Why it matters now: The NIST results prove this works against every frontier model. If your agent processes any external data (emails, documents, web content, user inputs), it's exposed.

2. Tool and Function Call Exploits

Agents don't just generate text. They call tools. An attacker who can influence the agent's tool selection or parameter construction can trigger actions the agent's operators never intended: unauthorized database queries, file system access, API calls with modified parameters.

Why it matters now: The NIST competition showed that models can be manipulated into taking unauthorized actions. When those models have tool access, "unauthorized text generation" becomes "unauthorized system action."

3. Privilege and Access Control Failures

Agents often run with broader permissions than any individual action requires. An email-drafting agent that also has calendar access and CRM access presents a much larger attack surface than three separate, scoped tools. When the agent gets hijacked, the attacker inherits all of its permissions.

Why it matters now: Most production agents are over-permissioned because it's easier to grant broad access than to scope each tool precisely. The NIST findings raise the cost of that shortcut.

4. Knowledge and Context Manipulation

Agents that use retrieval-augmented generation (RAG) pull context from knowledge bases. If an attacker can plant poisoned documents in the knowledge source, the agent will retrieve and trust them. The manipulation happens upstream of the model, before any safety filter can catch it.

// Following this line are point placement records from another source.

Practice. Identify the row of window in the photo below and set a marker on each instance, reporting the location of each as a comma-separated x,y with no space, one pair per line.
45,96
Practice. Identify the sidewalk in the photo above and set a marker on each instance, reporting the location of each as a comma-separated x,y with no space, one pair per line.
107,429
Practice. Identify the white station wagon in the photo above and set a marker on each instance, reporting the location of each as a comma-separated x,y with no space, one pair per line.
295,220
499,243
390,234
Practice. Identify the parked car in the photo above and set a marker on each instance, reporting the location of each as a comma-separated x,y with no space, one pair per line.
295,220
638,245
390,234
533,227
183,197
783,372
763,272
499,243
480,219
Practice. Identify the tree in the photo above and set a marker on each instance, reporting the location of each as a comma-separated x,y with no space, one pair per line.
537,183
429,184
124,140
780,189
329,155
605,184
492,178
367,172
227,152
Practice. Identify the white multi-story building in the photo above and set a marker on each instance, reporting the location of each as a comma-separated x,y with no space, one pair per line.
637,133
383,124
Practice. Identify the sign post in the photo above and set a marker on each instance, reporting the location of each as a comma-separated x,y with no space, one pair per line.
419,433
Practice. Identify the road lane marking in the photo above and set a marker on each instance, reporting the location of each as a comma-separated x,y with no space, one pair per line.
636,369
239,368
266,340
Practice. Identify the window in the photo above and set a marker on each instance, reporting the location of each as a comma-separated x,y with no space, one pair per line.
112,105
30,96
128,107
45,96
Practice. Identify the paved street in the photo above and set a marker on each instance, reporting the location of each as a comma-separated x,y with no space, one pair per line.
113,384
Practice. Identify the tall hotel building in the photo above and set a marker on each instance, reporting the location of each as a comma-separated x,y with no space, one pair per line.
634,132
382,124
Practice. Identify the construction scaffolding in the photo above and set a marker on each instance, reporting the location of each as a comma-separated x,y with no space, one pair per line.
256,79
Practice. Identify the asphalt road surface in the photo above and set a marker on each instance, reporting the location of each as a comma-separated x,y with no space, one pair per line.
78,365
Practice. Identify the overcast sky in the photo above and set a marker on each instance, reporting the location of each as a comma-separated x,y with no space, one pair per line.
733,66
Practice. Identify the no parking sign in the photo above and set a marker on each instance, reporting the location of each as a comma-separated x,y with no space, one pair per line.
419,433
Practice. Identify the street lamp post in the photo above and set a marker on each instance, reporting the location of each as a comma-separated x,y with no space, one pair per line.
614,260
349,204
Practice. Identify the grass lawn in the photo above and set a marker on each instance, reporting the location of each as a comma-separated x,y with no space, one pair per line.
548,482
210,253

Why it matters now: This is indirect prompt injection applied to the knowledge layer. The NIST competition tested direct and indirect attacks. In production, the knowledge base is a high-value indirect attack vector.

5. Uncontrolled Autonomous Actions

Agents that can chain multiple tool calls without human confirmation can take sequences of actions that individually seem benign but collectively cause harm. Read a file, extract a credential, use the credential to access an external service, exfiltrate data. Each step passes a safety check. The sequence is the attack.

Why it matters now: Multi-step autonomous execution is the whole point of agentic AI. It's also the property that makes hijacking so dangerous.

OWASP Top 10 for Agentic Applications (2025) "As AI systems evolve from passive to autonomous decision-makers with real-world actions, they introduce threat vectors that traditional application security frameworks were not designed to address." OWASP Agentic AI Threats Project

The regulatory clock is ticking

If the security argument doesn't move your organization, the compliance argument might. The EU AI Act enters full enforcement on August 2, 2026. That's four months from today.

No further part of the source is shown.